Falando um pouco da obra como um todo, Heaven’s Door apresenta uma grande variedade de temas e espécies de narrativa, sendo uma experiencia bastante curiosa lê-lo. Esse tipo de abordagem variada é um pouco raro de se ver, geralmente em one-shots que compilas estórias curtas a temática é parecida ou o estilo de narrativa é semelhantes. Heaven’s Door ganha pontos por essa característica. Além disso, ele é muito bom em colocar no papel elementos surreais, desde alucinações por drogas até experiencias de Quase-Morte. A disposição de seus quadros que ocorrem de maneira nada ortodoxa auxiliam muito em conferir à obra um nível de insanidade tremendo.
A arte do mangá não deixa a desejar, mas não chega a ser uma obra prima, seu design dos personagens não é propriamente o que se chama de bonito. Keiiche Koike possui um estilo mais realista, fugindo um pouco dos elementos mais característicos dos desenhos dos mangás. Entretanto, sua obra é bastante detalhada e divertida. Não canso de repetir, a maneira como ele dispõe os elementos nos quadros é única, conferindo uma surrealidade ímpar. Em muitos capítulos ele conseguiu variar grandemente o seu estilo tornando-o mais caricaturado como as comics americanas.

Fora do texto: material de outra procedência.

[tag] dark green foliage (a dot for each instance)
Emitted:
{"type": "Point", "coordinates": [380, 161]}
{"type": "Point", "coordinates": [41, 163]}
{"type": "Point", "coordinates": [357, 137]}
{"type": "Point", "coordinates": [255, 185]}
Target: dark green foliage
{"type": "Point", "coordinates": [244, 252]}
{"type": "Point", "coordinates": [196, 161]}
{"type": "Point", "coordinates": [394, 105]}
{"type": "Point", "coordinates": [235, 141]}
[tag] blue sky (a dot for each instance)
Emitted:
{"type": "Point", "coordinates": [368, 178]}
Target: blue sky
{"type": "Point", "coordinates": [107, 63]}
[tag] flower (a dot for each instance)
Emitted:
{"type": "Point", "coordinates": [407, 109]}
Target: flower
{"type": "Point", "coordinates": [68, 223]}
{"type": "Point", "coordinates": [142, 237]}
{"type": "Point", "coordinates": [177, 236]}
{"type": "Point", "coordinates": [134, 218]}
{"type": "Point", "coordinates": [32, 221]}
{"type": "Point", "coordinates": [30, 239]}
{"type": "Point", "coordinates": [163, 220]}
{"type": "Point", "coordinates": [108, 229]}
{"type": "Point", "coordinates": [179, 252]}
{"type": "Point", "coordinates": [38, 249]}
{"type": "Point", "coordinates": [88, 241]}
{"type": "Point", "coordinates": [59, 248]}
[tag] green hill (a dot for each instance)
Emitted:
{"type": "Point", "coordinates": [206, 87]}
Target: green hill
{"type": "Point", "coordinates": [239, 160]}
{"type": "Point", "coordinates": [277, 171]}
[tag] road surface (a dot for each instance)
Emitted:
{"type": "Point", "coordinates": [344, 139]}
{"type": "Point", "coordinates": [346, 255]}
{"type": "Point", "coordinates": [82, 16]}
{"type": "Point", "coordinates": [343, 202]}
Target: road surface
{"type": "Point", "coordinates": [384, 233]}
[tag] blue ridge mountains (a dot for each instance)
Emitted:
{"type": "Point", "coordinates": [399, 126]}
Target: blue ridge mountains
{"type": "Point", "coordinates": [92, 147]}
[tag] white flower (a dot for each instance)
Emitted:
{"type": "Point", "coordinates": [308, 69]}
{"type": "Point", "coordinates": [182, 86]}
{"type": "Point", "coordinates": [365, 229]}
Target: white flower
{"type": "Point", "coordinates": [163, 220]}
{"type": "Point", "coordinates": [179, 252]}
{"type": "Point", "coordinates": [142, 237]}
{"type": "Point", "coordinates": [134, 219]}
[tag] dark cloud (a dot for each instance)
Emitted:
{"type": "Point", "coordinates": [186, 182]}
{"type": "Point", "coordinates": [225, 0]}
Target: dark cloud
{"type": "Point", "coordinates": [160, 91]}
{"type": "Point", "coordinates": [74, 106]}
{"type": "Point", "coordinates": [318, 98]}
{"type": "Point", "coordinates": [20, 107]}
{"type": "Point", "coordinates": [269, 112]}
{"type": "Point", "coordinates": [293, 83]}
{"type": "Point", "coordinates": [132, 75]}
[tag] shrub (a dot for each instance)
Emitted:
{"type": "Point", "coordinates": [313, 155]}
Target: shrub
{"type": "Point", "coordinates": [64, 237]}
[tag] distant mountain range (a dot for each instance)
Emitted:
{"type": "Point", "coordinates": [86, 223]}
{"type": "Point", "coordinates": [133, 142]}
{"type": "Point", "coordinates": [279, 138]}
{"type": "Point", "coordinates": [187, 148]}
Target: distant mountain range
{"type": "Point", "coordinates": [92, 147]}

Heaven’s Door é uma obra interessante para todos aqueles que gostam de um mangá diferente, fora da casinha, com uma narrativa diferente e temáticas bem distintas. Também é um bom pedido para aqueles que gostam de obras que abordam temas psicológicos, já que esse mangá explora muito bem vários aspectos da mente, como o uso de entorpecentes e Experiencias de Quase-Morte. Também é uma boa indicação para aqueles que gostam de ler uma obra muito louca. Assim, fica por aqui esta postagem, espero que alucinem com heaven’s Door.